‘Shut up Karen’: LA Times writer sweatpants-shames locked-down Americans during pandemic & gets roasted

17 Apr, 2020 19:05 / Updated 5 years ago

Sniffing that Americans working from home should “dress like the adult you’re getting paid to be” rather than prioritize comfort over office dress code, a Los Angeles Times writer got a digital spanking for his skewed priorities.

Adam Tschorn, deputy fashion editor at the Times, took on the Herculean task of imposing sartorial order on his housebound readership on Friday, attempting to shame them into upholding his arbitrary style standards while they worked in coronavirus-imposed isolation. It didn’t go well.

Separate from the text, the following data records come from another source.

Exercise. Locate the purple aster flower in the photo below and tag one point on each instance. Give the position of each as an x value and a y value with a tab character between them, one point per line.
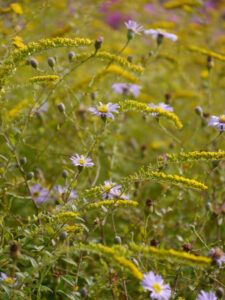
217	255
218	122
206	296
133	27
161	105
6	278
124	88
39	194
110	190
156	33
82	161
155	284
105	110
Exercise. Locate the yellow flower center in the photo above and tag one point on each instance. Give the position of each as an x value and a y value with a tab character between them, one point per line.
107	187
157	288
103	109
10	280
222	119
81	161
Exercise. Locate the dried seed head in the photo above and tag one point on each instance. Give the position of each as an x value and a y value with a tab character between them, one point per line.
154	243
71	55
51	62
33	63
98	42
187	247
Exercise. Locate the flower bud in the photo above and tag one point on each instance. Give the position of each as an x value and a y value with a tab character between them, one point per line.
33	63
23	160
98	43
71	55
159	39
14	250
117	240
93	95
220	293
63	236
167	98
187	247
61	107
30	175
210	62
65	174
154	243
199	111
130	58
51	62
83	292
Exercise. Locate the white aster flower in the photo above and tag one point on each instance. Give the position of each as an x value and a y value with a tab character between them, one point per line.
82	161
155	284
124	88
133	27
218	122
161	105
206	296
110	189
218	256
105	110
39	194
160	33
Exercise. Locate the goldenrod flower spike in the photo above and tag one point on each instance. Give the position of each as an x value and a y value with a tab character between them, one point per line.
142	107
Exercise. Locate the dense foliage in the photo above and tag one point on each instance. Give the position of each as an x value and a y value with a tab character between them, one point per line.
112	168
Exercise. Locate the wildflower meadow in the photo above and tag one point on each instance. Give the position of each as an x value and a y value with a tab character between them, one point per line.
112	149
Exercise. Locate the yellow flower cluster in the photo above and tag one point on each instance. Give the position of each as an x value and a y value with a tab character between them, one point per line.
104	55
184	94
15	110
180	3
142	107
113	202
113	255
175	179
44	79
194	156
180	257
19	55
207	53
66	215
116	70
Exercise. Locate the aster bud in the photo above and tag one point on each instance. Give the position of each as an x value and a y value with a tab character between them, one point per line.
14	250
199	111
51	62
187	247
117	240
71	55
33	63
130	34
154	243
23	160
61	107
130	58
63	236
210	62
30	175
220	293
159	39
65	174
167	98
83	292
98	42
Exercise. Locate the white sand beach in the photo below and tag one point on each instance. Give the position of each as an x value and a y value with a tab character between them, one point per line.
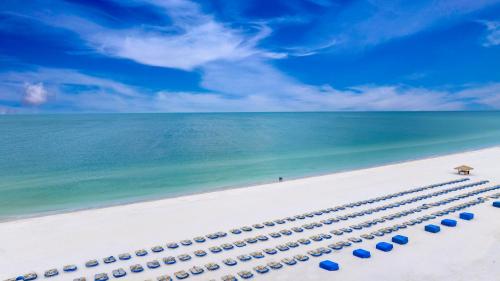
470	251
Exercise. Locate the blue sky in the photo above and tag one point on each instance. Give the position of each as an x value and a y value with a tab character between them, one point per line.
248	55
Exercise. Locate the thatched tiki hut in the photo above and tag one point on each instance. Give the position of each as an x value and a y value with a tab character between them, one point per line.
464	169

Insisting on the importance of “ritual,” Tschorn proudly declared he “won’t even consider punching the virtual time clock” until he’s “showered, shaved and fully dressed. This includes shoes – especially shoes – even if I don’t intend to leave the house,” he bragged, before insisting everyone else follow his example out of “respect” for their bosses and co-workers.

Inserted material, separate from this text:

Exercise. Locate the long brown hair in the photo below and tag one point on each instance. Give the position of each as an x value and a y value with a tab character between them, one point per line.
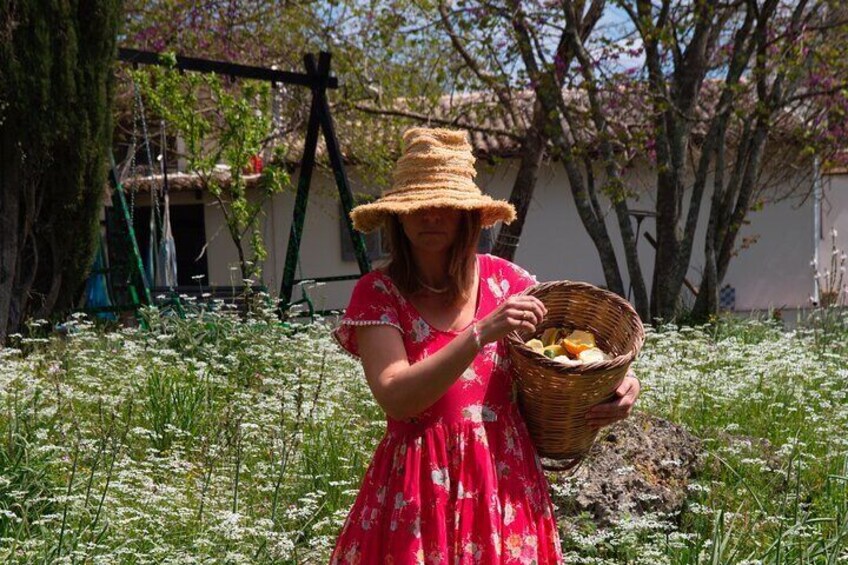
401	265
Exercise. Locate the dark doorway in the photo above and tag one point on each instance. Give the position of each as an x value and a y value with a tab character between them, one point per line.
189	229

Leaving aside the question of who can see one’s shoes (or pants, for that matter) during even the most strenuous Zoom meeting, the internet rushed to see who exactly had the gall to shame their fashion choices in the middle of the coronavirus pandemic. The answer surprised more than a few people, and critics had a field day shredding the writer’s own fashion choices.

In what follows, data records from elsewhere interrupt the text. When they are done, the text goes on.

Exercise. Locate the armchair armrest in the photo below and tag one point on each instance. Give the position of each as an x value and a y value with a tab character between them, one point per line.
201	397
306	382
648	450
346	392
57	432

Some attempted armchair psychoanalysis of the self-styled Grand Inquisitor of Fashion, questioning his relationship with reality…

…as well as that of the paper which published him.

Others had less patience for the oddly attired clothing cop. “You can pry my sweatpants from my cold dead legs,” snarled one user, only for another to correct: “*warm dead legs.” 

Part of being an adult is not letting some snotty-ass columnist tell you how to dress,” another observed

Even the Times appeared to realize it had read the room wrong, following up the unpopular piece with several tweets poking fun at its own writer.

The Times announced on Thursday it was furloughing non-editorial employees for 16 weeks and imposing pay cuts of up to 15 percent due to plummeting ad revenue triggered by the pandemic shutdowns. But will those furloughed employees be wearing pants at home? That is the important question.